Pela tese do marco, defendida por proprietários de terras, poderiam ser demarcadas apenas terras indígenas que estivessem tradicionalmente ocupadas por esses povos até 5 de outubro de 1988, data da promulgação da Constituição Federal.
A suspensão do julgamento foi provocada por um pedido de vista do ministro André Mendonça. Pelas regras internas do STF, o caso deverá ser devolvido para julgamento em até 90 dias.
Antes do pedido de vista, o ministro Alexandre de Moraes votou contra a tese do marco temporal.
O placar do julgamento está em 2 a 1 contra o marco – em 2021, antes da interrupção anterior do julgamento, o ministro Edson Fachin havia votado contra a tese, e Nunes Marques, a favor.

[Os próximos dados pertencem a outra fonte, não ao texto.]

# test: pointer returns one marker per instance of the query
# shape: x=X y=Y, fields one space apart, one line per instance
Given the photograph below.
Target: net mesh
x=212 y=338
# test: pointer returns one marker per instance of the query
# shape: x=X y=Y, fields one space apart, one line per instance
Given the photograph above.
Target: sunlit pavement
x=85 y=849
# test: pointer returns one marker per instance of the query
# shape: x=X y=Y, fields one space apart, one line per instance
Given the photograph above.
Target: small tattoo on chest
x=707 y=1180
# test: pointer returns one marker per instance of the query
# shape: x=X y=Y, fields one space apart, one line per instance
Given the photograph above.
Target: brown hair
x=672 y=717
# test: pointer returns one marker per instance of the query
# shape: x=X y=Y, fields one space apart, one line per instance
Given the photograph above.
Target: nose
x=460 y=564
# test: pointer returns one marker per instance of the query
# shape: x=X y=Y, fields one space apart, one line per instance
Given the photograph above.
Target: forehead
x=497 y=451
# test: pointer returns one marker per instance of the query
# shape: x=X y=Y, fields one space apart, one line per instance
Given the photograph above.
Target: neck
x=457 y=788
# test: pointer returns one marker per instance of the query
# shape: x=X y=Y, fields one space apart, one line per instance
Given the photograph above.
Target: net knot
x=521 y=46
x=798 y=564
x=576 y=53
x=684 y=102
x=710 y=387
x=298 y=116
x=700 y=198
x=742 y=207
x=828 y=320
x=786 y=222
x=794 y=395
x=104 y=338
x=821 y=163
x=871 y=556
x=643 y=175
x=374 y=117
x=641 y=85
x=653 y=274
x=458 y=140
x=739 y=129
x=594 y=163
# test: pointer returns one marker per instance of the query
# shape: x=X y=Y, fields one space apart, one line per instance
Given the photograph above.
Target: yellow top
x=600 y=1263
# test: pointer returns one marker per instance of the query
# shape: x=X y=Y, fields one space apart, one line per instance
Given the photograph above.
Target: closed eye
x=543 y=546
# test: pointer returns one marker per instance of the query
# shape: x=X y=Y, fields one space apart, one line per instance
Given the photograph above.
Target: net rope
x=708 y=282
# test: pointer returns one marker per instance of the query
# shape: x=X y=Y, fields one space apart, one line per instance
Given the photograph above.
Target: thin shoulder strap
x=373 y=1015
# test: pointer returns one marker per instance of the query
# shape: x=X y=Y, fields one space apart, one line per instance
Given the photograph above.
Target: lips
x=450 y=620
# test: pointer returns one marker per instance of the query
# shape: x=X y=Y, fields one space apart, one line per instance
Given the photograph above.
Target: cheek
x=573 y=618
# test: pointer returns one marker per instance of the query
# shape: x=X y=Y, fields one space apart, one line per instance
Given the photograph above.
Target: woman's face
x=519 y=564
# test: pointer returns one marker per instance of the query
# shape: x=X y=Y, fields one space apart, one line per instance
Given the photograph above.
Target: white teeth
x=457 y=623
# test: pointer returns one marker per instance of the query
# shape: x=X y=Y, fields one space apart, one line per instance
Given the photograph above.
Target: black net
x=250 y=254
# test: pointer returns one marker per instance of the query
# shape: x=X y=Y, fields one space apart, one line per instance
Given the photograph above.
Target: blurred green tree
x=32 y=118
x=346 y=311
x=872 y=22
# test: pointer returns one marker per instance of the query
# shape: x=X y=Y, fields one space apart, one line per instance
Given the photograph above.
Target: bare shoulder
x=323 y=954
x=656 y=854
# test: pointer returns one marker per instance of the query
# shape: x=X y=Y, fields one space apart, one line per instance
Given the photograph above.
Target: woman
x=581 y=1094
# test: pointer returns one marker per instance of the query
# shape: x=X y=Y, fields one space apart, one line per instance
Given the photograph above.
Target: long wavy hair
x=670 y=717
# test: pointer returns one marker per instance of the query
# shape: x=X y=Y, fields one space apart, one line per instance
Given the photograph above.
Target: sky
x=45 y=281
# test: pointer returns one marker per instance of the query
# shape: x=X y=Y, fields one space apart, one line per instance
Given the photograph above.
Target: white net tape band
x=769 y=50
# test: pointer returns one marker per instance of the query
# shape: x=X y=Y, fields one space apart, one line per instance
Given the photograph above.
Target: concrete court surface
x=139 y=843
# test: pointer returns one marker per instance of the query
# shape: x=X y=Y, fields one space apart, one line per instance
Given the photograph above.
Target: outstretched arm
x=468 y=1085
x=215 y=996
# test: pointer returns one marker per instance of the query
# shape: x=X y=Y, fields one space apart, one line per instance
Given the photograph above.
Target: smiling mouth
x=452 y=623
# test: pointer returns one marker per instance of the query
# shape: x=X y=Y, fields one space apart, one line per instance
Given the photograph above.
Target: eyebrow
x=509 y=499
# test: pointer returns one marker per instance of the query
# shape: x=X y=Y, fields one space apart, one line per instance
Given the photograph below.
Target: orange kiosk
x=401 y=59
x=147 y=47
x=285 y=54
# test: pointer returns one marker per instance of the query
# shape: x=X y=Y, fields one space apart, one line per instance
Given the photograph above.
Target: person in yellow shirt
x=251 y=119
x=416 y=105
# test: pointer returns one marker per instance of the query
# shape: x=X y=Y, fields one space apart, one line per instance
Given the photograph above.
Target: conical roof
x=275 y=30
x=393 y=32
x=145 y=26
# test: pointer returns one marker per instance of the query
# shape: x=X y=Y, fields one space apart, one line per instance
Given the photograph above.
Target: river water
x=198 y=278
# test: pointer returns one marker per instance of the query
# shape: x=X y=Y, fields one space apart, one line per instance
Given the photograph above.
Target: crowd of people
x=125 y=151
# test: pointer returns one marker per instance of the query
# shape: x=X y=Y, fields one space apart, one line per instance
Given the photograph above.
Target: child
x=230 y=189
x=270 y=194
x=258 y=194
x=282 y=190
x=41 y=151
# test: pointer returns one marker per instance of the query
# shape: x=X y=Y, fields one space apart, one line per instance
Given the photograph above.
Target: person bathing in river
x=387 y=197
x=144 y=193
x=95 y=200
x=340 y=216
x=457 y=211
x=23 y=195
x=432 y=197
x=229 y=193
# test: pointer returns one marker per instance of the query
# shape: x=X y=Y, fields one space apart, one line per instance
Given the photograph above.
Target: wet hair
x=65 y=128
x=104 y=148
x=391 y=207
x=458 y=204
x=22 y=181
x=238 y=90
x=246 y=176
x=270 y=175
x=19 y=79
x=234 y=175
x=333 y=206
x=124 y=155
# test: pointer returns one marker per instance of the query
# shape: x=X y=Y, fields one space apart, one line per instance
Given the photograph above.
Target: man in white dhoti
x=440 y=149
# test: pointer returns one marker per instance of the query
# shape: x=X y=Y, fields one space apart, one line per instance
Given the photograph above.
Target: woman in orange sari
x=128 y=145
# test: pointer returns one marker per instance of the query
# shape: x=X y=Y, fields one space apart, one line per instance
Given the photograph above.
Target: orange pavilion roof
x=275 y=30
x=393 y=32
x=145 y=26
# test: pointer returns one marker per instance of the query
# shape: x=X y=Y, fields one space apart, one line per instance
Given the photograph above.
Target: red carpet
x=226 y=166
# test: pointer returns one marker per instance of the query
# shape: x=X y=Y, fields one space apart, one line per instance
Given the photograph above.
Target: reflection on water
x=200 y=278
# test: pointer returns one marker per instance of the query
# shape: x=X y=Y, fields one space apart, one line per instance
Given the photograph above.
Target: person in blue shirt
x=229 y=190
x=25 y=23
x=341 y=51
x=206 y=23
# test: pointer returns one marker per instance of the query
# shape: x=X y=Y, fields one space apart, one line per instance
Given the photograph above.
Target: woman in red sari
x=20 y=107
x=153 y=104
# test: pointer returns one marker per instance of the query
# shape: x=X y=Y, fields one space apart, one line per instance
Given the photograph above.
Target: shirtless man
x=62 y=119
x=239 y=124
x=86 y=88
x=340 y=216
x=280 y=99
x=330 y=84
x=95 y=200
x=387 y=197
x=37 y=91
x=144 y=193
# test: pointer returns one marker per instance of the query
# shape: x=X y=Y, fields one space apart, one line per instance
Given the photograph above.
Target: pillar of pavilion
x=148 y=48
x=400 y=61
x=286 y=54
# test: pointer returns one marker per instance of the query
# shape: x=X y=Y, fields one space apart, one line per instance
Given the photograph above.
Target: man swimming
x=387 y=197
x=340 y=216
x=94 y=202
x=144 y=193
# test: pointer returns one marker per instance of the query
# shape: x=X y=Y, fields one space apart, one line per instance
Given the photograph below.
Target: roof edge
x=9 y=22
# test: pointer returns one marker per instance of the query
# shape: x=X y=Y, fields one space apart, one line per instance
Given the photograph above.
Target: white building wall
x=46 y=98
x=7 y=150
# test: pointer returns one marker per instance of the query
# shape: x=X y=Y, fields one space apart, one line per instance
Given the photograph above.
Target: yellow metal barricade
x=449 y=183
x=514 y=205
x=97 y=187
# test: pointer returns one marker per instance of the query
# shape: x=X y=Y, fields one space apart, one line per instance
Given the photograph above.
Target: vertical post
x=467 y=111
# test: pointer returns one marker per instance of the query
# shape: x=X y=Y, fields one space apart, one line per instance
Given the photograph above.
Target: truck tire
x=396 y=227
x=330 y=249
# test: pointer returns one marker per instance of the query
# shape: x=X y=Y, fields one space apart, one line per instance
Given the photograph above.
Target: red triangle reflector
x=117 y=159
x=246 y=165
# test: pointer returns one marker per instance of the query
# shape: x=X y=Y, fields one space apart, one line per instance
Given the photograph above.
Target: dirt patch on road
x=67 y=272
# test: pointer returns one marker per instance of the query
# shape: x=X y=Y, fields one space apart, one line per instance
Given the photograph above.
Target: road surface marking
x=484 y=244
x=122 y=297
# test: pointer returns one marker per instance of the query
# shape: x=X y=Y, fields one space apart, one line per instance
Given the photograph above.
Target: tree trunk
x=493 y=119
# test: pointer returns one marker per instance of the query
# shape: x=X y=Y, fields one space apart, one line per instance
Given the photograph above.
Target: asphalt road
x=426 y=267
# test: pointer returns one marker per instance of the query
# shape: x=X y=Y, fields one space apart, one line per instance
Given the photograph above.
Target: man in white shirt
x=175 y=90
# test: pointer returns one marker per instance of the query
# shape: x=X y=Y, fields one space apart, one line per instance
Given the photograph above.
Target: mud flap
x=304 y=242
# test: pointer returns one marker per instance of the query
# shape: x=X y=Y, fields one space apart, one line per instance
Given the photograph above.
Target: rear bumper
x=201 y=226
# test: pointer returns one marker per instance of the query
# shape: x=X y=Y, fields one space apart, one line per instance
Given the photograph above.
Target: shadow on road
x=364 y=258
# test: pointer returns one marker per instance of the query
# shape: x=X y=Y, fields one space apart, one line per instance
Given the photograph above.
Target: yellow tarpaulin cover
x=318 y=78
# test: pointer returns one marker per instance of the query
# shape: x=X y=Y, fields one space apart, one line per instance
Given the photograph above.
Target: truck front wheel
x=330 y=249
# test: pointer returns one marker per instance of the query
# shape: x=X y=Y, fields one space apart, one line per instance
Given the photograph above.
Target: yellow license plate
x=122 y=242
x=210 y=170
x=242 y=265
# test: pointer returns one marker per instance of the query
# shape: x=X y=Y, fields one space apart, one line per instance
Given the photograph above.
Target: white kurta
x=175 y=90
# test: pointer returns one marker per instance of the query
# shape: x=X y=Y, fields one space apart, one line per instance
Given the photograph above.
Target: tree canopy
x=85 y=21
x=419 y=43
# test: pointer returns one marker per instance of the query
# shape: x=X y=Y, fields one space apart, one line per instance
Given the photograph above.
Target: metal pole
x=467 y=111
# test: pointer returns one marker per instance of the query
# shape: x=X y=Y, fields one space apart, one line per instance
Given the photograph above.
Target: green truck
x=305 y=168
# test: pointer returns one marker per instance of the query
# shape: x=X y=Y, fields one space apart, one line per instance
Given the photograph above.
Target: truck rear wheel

O processo em discussão trata da disputa pela posse da Terra Indígena (TI) Ibirama, em Santa Catarina. A área é habitada pelos povos Xokleng, Kaingang e Guarani, e a posse de parte da TI é questionada pelo governo catarinense, que pede a aplicação do marco temporal.
O processo tem repercussão geral, o que significa que a decisão servirá de parâmetro para a resolução de, pelo menos, 82 casos semelhantes, segundo o STF.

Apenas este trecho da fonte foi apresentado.